Most of the day has been sunny, occasional cloud cover and a light mist once or twice, but no rain yet. The next 4 days look like there will really be rain, so after delivering the masks and some asparagus to daughter’s house, I tackled the chicken problem.
First part of the job was to remove the inside fence that they were getting under when they were in the garden run. It was rolled and tossed over the fence on the east of the garden, the stakes pulled and sorted. I have two sizes of the garden stakes, one is right at 4 feet when pounded in the depth you are supposed to pound them, the rest are about a foot shorter. The longer ones and some sturdier T posts that are 4 feet when pounded in were set 3 feet to the east of the sturdy garden fence. The wire that had been removed was fastened to those posts. The chickens lost about 4 square feet of pen, I gained 4 square feet of compost, and that fence was attached to the other piece to change the configuration of their pen to a smaller square with a long 3 foot wide run off of it. The second piece of wire that I had removed was then used to provide a cover to the new run so the hawk can’t catch a chicken in that area. It was a fair amount of work and I didn’t finish cleaning up because I was worn out and it was time to prep dinner. There are about 15 T posts laying in the grass that need to be gathered and stored and several sizable rocks that were inside the pen blocking holes that need to be returned to one of the many rock piles.
It won’t take them long to make it a barren wasteland, but I have been putting large sheets of the spoiled hay bale in there and using more of it in the garden so that when the hay men come, they can give me a fresh bale for the upcoming year. I usually get one that either didn’t get properly tied or one that wasn’t full sized for me to use in their run and in the garden as mulch.
About a dozen years ago, I planted this Dogwood on the hill by the driveway. It had to be protected year after year from the deer nipping off the new growth. All of the native Dogwoods have bloomed out, but this one is just beginning.
Our kitchen window and French doors from the dining room face south to the depth of our property. When I went down to prep dinner, I spotted a bear in the lower hay field. This is zoomed as much as the camera would zoom, then the photo cropped so that you can actually see the bear. This one is much larger than the little one we saw a few weeks ago, probably 125 to 150 pounds. It was a couple football fields away and seemed totally unaware of me on the deck taking it’s picture. It finally moved closer to the house, but stayed on the other side of the lower hay field fence, the disappeared into the woods to the west. Some years we don’t see any, this year we have had three sightings, two on our property and one near the bottom of the road near the creek.

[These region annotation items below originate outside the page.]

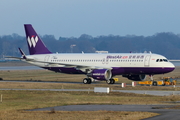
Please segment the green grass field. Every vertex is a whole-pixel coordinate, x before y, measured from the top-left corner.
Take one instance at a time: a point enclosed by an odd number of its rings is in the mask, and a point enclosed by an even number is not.
[[[180,68],[174,72],[154,76],[160,79],[162,76],[179,77]],[[68,81],[82,82],[84,75],[68,75],[54,73],[47,70],[23,70],[23,71],[0,71],[3,81],[8,80],[28,80],[28,81]],[[117,76],[117,83],[132,81],[121,76]],[[149,79],[147,77],[147,79]],[[179,85],[179,82],[178,82]],[[110,87],[113,90],[179,90],[179,88],[166,86],[138,86],[121,88],[120,85],[108,85],[105,82],[99,84],[67,84],[67,83],[14,83],[0,82],[0,88],[21,88],[21,89],[93,89],[94,87]],[[140,120],[158,115],[150,112],[124,112],[124,111],[38,111],[29,112],[27,109],[53,107],[62,105],[79,104],[168,104],[165,101],[180,101],[178,95],[175,96],[152,96],[132,93],[110,92],[101,94],[90,92],[51,92],[51,91],[0,91],[3,95],[3,102],[0,103],[0,120]],[[170,103],[169,103],[170,104]]]

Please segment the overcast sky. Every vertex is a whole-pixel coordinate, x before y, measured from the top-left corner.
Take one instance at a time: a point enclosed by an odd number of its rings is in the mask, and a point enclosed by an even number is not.
[[[23,24],[56,38],[180,33],[180,0],[0,0],[0,35]]]

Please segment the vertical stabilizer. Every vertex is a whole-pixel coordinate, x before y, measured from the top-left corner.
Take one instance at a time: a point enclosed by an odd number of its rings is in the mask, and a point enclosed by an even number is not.
[[[47,49],[41,38],[37,35],[31,24],[25,24],[24,28],[26,32],[26,40],[28,43],[30,55],[51,53]]]

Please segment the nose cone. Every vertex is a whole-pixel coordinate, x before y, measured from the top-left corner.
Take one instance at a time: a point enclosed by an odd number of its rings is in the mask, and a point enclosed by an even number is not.
[[[175,66],[173,63],[169,62],[168,67],[166,68],[167,72],[172,72],[175,69]]]

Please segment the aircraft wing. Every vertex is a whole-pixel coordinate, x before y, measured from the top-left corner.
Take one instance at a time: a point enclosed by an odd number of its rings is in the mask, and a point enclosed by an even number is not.
[[[18,59],[18,60],[26,60],[26,61],[33,61],[34,59],[30,58],[22,58],[22,57],[12,57],[12,56],[5,56],[5,58],[12,58],[12,59]]]
[[[63,67],[66,68],[76,68],[78,70],[86,70],[86,69],[109,69],[111,70],[111,67],[104,67],[104,66],[87,66],[87,65],[81,65],[81,64],[67,64],[67,63],[54,63],[54,62],[45,62],[45,61],[36,61],[32,60],[33,62],[39,62],[39,63],[47,63],[49,65],[62,65]]]
[[[180,63],[180,60],[169,60],[172,63]]]

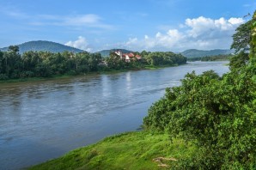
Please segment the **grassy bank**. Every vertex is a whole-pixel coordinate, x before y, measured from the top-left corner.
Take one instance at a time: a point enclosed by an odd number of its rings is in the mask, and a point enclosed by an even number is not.
[[[195,151],[181,140],[149,131],[128,132],[107,137],[98,143],[70,151],[64,156],[28,169],[162,169],[154,158],[186,159]],[[174,161],[162,161],[174,166]]]

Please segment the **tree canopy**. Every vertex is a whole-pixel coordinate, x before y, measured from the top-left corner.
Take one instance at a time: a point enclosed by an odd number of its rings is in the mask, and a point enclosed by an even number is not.
[[[149,109],[146,128],[166,131],[198,148],[193,157],[180,160],[174,169],[256,169],[255,27],[254,14],[237,29],[239,39],[232,46],[241,52],[234,58],[242,62],[233,63],[230,72],[222,76],[212,70],[189,73],[181,86],[167,88]],[[253,33],[249,37],[248,28]],[[244,62],[247,47],[250,59]]]

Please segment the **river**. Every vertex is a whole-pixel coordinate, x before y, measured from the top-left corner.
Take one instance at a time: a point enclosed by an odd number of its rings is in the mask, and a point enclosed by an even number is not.
[[[224,64],[0,83],[0,169],[20,169],[136,131],[166,88],[192,70],[226,73]]]

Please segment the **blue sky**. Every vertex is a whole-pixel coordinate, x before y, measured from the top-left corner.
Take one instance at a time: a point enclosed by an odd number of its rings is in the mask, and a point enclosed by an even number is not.
[[[227,49],[255,0],[0,0],[0,47],[49,40],[88,52]]]

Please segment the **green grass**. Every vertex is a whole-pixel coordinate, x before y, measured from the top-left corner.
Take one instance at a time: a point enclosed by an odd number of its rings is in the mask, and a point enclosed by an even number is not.
[[[152,159],[172,157],[179,161],[179,159],[190,157],[193,152],[195,149],[192,145],[181,140],[171,143],[166,134],[127,132],[107,137],[28,169],[162,169]],[[174,166],[175,162],[166,161],[164,163]]]

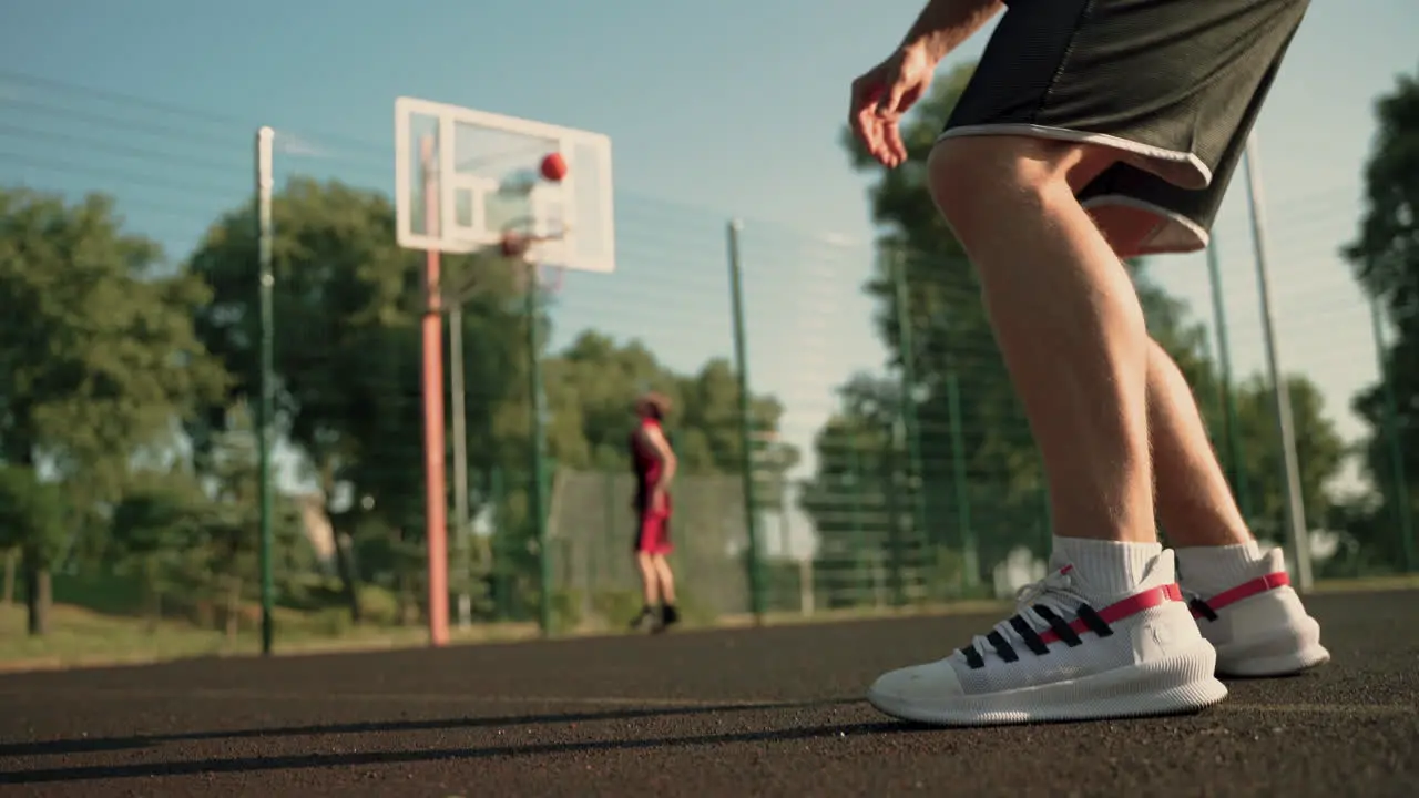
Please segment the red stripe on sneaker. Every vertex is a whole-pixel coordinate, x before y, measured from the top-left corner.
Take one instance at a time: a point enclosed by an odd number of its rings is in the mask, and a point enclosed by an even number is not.
[[[1134,594],[1124,601],[1114,602],[1104,609],[1098,611],[1098,616],[1104,619],[1105,623],[1117,623],[1130,615],[1138,615],[1147,609],[1161,606],[1169,601],[1182,601],[1182,588],[1178,585],[1164,585],[1161,588],[1151,588],[1141,594]],[[1080,619],[1074,619],[1069,625],[1076,635],[1083,635],[1088,632],[1088,625]],[[1044,645],[1060,642],[1060,636],[1054,629],[1046,629],[1040,632],[1040,640]]]
[[[1205,601],[1202,603],[1210,606],[1212,611],[1216,612],[1216,611],[1219,611],[1223,606],[1227,606],[1230,603],[1236,603],[1236,602],[1239,602],[1242,599],[1252,598],[1252,596],[1254,596],[1257,594],[1264,594],[1266,591],[1274,591],[1276,588],[1284,588],[1286,585],[1290,585],[1290,584],[1291,584],[1291,578],[1286,574],[1286,571],[1277,571],[1276,574],[1267,574],[1266,576],[1261,576],[1260,579],[1252,579],[1250,582],[1242,582],[1240,585],[1232,588],[1230,591],[1222,591],[1220,594],[1209,598],[1208,601]],[[1193,609],[1192,611],[1192,616],[1193,618],[1200,618],[1202,613],[1198,612],[1196,609]]]

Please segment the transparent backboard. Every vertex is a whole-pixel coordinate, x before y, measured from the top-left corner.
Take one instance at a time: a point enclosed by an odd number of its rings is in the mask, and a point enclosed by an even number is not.
[[[561,182],[542,176],[559,153]],[[549,236],[534,260],[614,271],[610,138],[400,97],[394,101],[399,246],[471,253],[507,233]]]

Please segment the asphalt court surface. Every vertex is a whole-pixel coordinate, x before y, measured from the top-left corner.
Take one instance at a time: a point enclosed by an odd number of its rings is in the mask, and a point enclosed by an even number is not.
[[[1200,714],[942,730],[861,700],[995,616],[0,676],[3,795],[1419,795],[1419,591]]]

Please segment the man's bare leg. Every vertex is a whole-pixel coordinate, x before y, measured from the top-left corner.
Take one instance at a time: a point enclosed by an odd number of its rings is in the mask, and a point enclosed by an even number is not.
[[[1151,213],[1124,206],[1091,209],[1090,216],[1120,260],[1134,257],[1156,224]],[[1175,547],[1252,542],[1254,538],[1208,439],[1192,388],[1172,356],[1151,338],[1148,436],[1154,500],[1168,541]]]
[[[1154,226],[1135,209],[1110,207],[1094,217],[1120,257],[1135,253]],[[1277,581],[1284,571],[1280,551],[1263,551],[1247,530],[1196,398],[1156,341],[1148,346],[1148,433],[1158,517],[1175,547],[1183,589],[1206,606],[1193,605],[1218,650],[1218,672],[1276,676],[1327,662],[1320,625]]]
[[[1176,547],[1253,541],[1178,364],[1148,342],[1148,430],[1158,518]]]
[[[1074,197],[1112,153],[945,139],[931,186],[971,261],[1044,459],[1061,537],[1155,542],[1148,335],[1131,280]]]
[[[664,554],[657,554],[653,559],[656,578],[660,582],[660,599],[667,605],[675,603],[675,575],[670,571],[670,561]]]
[[[654,608],[660,603],[660,574],[656,571],[656,559],[647,551],[637,551],[636,567],[640,569],[641,598],[647,608]]]
[[[877,709],[927,723],[1070,720],[1226,697],[1154,523],[1149,339],[1122,261],[1076,199],[1114,162],[1088,145],[941,141],[932,197],[981,275],[992,329],[1044,459],[1051,568],[951,656],[884,673]],[[1081,633],[1083,632],[1083,633]]]

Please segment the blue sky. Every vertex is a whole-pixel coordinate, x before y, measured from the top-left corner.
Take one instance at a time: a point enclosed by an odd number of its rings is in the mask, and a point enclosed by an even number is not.
[[[338,9],[338,11],[336,11]],[[280,172],[387,189],[392,112],[413,95],[609,133],[620,268],[573,275],[563,335],[639,337],[671,365],[731,352],[724,226],[745,219],[751,369],[807,443],[832,386],[878,369],[858,295],[866,180],[839,145],[847,84],[915,1],[423,0],[238,4],[10,3],[0,10],[0,182],[116,193],[135,229],[183,257],[251,183],[272,125]],[[1368,317],[1335,250],[1354,231],[1372,102],[1419,67],[1413,0],[1313,3],[1259,124],[1281,358],[1349,395],[1374,379]],[[946,62],[976,55],[978,35]],[[170,106],[109,102],[13,72]],[[292,143],[299,148],[292,148]],[[309,152],[322,153],[312,158]],[[1260,368],[1240,175],[1218,224],[1239,371]],[[1159,260],[1209,312],[1200,257]]]

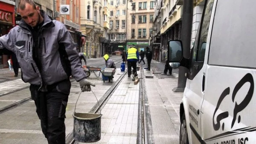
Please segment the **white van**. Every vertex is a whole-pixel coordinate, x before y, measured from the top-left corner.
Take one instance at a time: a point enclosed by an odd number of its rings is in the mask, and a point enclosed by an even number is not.
[[[180,144],[256,144],[256,6],[206,0],[190,58],[169,41],[170,65],[188,69]]]

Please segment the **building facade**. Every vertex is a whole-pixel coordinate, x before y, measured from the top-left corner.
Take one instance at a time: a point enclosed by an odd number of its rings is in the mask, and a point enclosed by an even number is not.
[[[110,43],[107,38],[109,28],[109,0],[81,0],[81,31],[87,36],[83,52],[89,58],[102,56]]]
[[[154,59],[166,60],[168,41],[180,40],[183,0],[157,0],[155,4],[154,35],[151,40]],[[194,0],[193,23],[191,32],[191,47],[197,35],[197,29],[204,8],[203,0]]]
[[[14,0],[0,0],[0,37],[9,32],[15,26]],[[0,55],[0,69],[8,67],[10,55]]]
[[[154,3],[150,0],[130,0],[128,5],[126,46],[134,45],[139,51],[150,46],[153,36]]]
[[[109,5],[109,29],[108,37],[111,40],[108,53],[122,50],[126,43],[126,18],[127,0],[110,0]]]

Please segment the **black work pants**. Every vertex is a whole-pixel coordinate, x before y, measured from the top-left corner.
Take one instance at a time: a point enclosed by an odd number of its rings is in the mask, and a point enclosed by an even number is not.
[[[39,87],[31,85],[29,89],[43,133],[49,144],[65,144],[64,121],[71,83],[67,79],[48,85],[47,92],[38,91]]]
[[[163,71],[163,73],[165,74],[167,73],[167,71],[169,70],[169,74],[172,75],[172,68],[169,66],[169,61],[168,60],[166,60],[166,65],[164,66],[164,70]]]
[[[128,76],[130,76],[131,73],[131,67],[133,69],[133,74],[135,76],[136,76],[137,75],[137,61],[128,61],[127,62],[127,67],[128,70],[127,71],[128,72]]]
[[[151,60],[152,59],[148,59],[147,63],[148,63],[148,69],[150,70],[150,64],[151,63]]]
[[[145,61],[144,61],[144,58],[140,58],[140,61],[139,62],[139,63],[140,63],[141,60],[142,60],[142,61],[143,62],[143,63],[145,64]]]

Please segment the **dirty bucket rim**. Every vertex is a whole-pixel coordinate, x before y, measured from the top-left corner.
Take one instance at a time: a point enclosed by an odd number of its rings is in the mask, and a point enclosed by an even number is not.
[[[97,117],[96,117],[95,118],[82,118],[79,117],[77,117],[77,116],[75,115],[76,114],[90,114],[90,115],[98,115],[98,116]],[[102,115],[102,114],[98,114],[98,113],[81,113],[81,112],[74,112],[73,113],[73,117],[74,118],[75,118],[78,119],[83,120],[93,120],[93,119],[96,119],[96,118],[101,118]]]

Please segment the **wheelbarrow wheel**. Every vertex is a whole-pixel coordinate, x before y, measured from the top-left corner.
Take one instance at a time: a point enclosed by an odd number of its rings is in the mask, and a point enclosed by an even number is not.
[[[84,73],[85,73],[85,75],[86,75],[86,77],[87,78],[89,77],[90,75],[90,72],[89,71],[84,71]]]

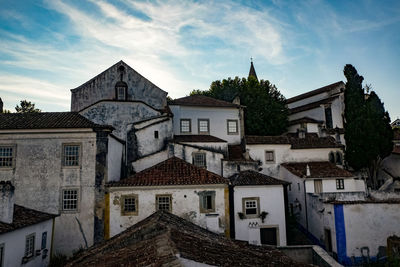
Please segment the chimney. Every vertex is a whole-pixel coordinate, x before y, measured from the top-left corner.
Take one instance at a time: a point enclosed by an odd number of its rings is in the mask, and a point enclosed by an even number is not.
[[[0,221],[3,223],[13,221],[14,189],[10,181],[0,181]]]

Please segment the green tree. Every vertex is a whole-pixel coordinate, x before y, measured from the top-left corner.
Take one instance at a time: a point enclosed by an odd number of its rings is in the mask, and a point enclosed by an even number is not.
[[[344,67],[347,79],[345,89],[345,159],[354,170],[365,169],[369,185],[377,188],[377,171],[382,160],[393,149],[393,132],[389,113],[385,111],[378,95],[371,91],[366,94],[362,82],[364,78],[350,64]]]
[[[15,111],[17,113],[37,113],[42,112],[40,109],[35,108],[35,104],[31,101],[21,100],[20,105],[15,106]]]
[[[275,85],[268,80],[258,81],[235,77],[211,83],[207,91],[193,90],[191,95],[201,94],[232,102],[240,97],[241,105],[246,106],[245,131],[249,135],[279,135],[287,130],[289,111],[286,99]]]

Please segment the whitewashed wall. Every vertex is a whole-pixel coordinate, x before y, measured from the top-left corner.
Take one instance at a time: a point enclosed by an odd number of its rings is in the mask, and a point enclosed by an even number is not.
[[[228,141],[229,144],[239,144],[243,133],[240,132],[240,114],[238,108],[188,107],[170,106],[174,114],[174,134],[183,134],[180,131],[180,120],[191,119],[191,133],[199,134],[198,119],[210,120],[210,135]],[[238,134],[228,134],[227,120],[238,121]]]
[[[254,237],[249,236],[249,223],[256,222],[260,228],[277,227],[278,246],[286,246],[286,222],[285,222],[285,201],[282,185],[269,186],[235,186],[234,187],[234,218],[235,238],[249,241],[257,238],[257,244],[261,244],[260,233]],[[268,212],[264,223],[260,218],[240,219],[238,212],[243,212],[242,199],[259,197],[260,213]]]
[[[150,216],[156,211],[156,195],[172,195],[172,213],[206,228],[206,213],[200,213],[201,191],[215,191],[215,212],[220,221],[220,232],[225,226],[225,190],[227,185],[196,185],[196,186],[148,186],[110,188],[110,236],[114,236]],[[138,195],[139,209],[137,216],[121,215],[121,196]]]
[[[48,266],[52,241],[52,225],[53,219],[50,219],[0,235],[0,245],[4,244],[4,265],[2,266]],[[42,233],[44,232],[47,232],[46,249],[48,249],[48,252],[47,257],[42,259]],[[22,264],[22,258],[25,256],[26,236],[33,233],[35,233],[35,253],[36,250],[40,250],[40,255],[36,256],[35,254],[27,263]]]

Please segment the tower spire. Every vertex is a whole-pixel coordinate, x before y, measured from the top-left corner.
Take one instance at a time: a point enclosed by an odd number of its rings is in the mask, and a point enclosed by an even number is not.
[[[256,70],[254,69],[254,65],[253,65],[253,58],[251,57],[250,58],[250,71],[249,71],[249,77],[250,76],[253,76],[253,77],[255,77],[257,80],[258,80],[258,78],[257,78],[257,74],[256,74]],[[249,78],[248,77],[248,78]]]

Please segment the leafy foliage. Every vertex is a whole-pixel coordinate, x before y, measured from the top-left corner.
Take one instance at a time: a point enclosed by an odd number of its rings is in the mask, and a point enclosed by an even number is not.
[[[246,106],[246,134],[279,135],[287,129],[289,111],[286,99],[268,80],[258,81],[252,76],[248,79],[235,77],[217,80],[211,83],[207,91],[193,90],[190,93],[196,94],[228,102],[239,96],[241,104]]]
[[[355,170],[366,168],[370,185],[377,187],[376,173],[383,158],[393,149],[393,132],[389,113],[378,95],[368,85],[369,94],[362,87],[364,78],[350,64],[344,68],[347,79],[345,90],[345,140],[347,163]]]
[[[35,104],[32,103],[31,101],[27,100],[21,100],[20,101],[20,106],[16,105],[15,106],[15,111],[17,113],[37,113],[37,112],[42,112],[40,109],[35,108]]]

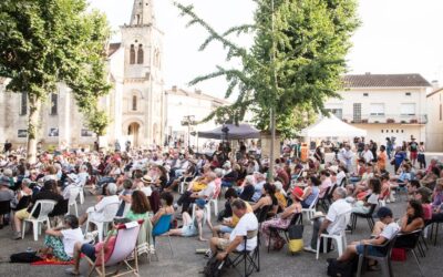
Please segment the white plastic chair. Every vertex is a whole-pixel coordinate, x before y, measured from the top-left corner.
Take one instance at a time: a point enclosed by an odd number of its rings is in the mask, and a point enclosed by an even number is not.
[[[317,206],[317,202],[319,199],[319,195],[320,194],[317,194],[316,198],[312,201],[311,205],[308,208],[301,209],[301,213],[307,214],[308,220],[310,220],[313,217],[313,215],[316,214],[316,206]]]
[[[79,217],[79,207],[76,205],[76,197],[80,194],[80,187],[73,187],[70,189],[70,198],[68,202],[68,213],[66,215],[71,214],[71,206],[74,206],[75,216]]]
[[[21,238],[24,238],[24,230],[27,227],[27,222],[32,224],[32,229],[34,233],[34,240],[39,240],[39,235],[41,234],[41,225],[47,222],[47,227],[51,227],[51,223],[49,220],[49,214],[54,209],[56,202],[55,201],[38,201],[32,207],[31,213],[29,213],[29,217],[23,219],[23,225],[21,228]],[[40,213],[37,218],[32,217],[32,214],[35,212],[37,207],[40,206]]]
[[[103,209],[103,220],[94,220],[91,218],[91,213],[87,215],[86,233],[89,232],[90,225],[94,224],[99,232],[99,242],[103,242],[103,233],[107,230],[107,225],[114,220],[115,215],[119,211],[119,203],[109,204]]]
[[[344,218],[343,218],[344,217]],[[343,226],[348,226],[350,219],[351,219],[351,212],[346,213],[340,215],[337,220],[343,220]],[[344,253],[344,249],[347,248],[347,238],[346,238],[346,228],[343,228],[340,232],[340,235],[329,235],[329,234],[321,234],[319,238],[317,238],[317,256],[316,258],[318,259],[319,254],[320,254],[320,238],[323,238],[323,253],[327,252],[327,246],[328,246],[328,238],[332,238],[336,240],[337,245],[337,250],[339,253],[339,257]]]

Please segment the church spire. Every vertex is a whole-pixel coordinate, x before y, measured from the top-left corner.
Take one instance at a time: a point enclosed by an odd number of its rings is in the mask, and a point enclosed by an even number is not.
[[[130,25],[154,24],[153,0],[134,0]]]

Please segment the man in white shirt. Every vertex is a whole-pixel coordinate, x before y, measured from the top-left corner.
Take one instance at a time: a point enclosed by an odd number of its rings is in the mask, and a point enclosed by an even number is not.
[[[257,217],[254,213],[247,212],[246,203],[241,199],[234,201],[231,206],[233,213],[240,219],[229,234],[229,238],[213,237],[209,242],[212,254],[219,249],[223,250],[217,254],[219,260],[225,259],[234,250],[243,252],[245,249],[245,236],[248,236],[246,250],[251,252],[257,247]]]
[[[364,162],[365,162],[367,164],[368,164],[368,163],[371,163],[372,160],[373,160],[373,154],[372,154],[372,152],[369,150],[368,144],[364,144],[364,151],[363,151],[363,153],[362,153],[361,155],[363,156]]]
[[[255,172],[254,177],[256,178],[256,184],[254,185],[255,193],[251,199],[253,202],[257,202],[261,197],[261,188],[266,184],[266,177],[259,172]]]
[[[90,218],[91,220],[102,222],[104,219],[104,209],[112,205],[113,211],[109,211],[110,214],[115,213],[117,214],[119,206],[120,206],[120,198],[116,195],[117,193],[117,185],[115,183],[110,183],[106,186],[106,196],[104,196],[95,206],[89,207],[86,213],[79,218],[80,225],[83,225]]]
[[[347,222],[351,215],[352,206],[344,198],[347,192],[342,187],[333,191],[333,203],[329,207],[326,218],[320,217],[313,220],[311,244],[305,250],[317,253],[317,239],[321,234],[340,235],[347,227]]]

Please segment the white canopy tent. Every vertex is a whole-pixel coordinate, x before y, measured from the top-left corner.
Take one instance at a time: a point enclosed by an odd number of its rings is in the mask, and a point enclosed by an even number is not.
[[[368,132],[362,129],[349,125],[334,115],[324,116],[315,124],[301,131],[302,136],[307,137],[353,137],[367,136]]]

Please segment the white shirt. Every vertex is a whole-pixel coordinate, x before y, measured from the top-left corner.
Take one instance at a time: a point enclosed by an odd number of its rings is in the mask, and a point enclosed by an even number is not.
[[[76,242],[83,242],[83,233],[81,228],[76,229],[62,229],[64,252],[68,256],[73,257],[74,245]]]
[[[246,236],[249,230],[257,230],[258,229],[258,220],[254,213],[246,213],[241,216],[240,220],[238,220],[237,225],[233,229],[229,235],[229,242],[233,242],[237,236]],[[254,250],[257,247],[257,236],[250,238],[246,243],[246,249],[248,252]],[[241,242],[237,246],[237,250],[241,252],[245,249],[245,243]]]
[[[215,182],[212,181],[209,182],[209,184],[206,186],[205,189],[198,193],[198,196],[206,196],[206,199],[210,199],[214,196],[215,188],[216,188]]]
[[[373,155],[372,155],[372,152],[371,151],[364,151],[363,152],[363,158],[364,158],[364,161],[367,162],[367,163],[369,163],[369,162],[372,162],[372,160],[373,160]]]
[[[352,206],[346,199],[338,199],[329,207],[326,219],[330,220],[327,232],[330,235],[339,235],[347,227],[347,220],[351,215]]]

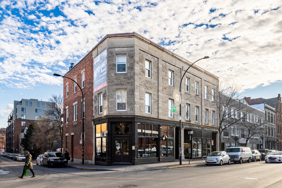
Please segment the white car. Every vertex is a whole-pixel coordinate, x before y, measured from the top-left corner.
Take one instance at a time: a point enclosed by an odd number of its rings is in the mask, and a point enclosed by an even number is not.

Ah, the rain has begun, the veggie starts and seeds will get watered, I will take a few days off to read, spin, and knit. After the storms end around weeks end, there is weeding to be done between the garden proper and the outer fence. The chickens did a pretty good job when they were allowed in there, but they don’t like Creeping Charlie and a plant I haven’t identified that has a similar shaped leaf but is larger, spreading out 360 degrees from a substantial stem. They will eat the catmint leaves, but where it grows right under the fence, it needs to be dug out. I’m sure after 4 days of rain, there will be more found mint to dig out as well. It is less each time I work that area, but man that stuff is tenacious. After a few days of rain, the soil will be softer and easier to rid the fence line of grass and the outer path of weeds. I need more cardboard to put down so I can pile spoiled hay on it, that helps too.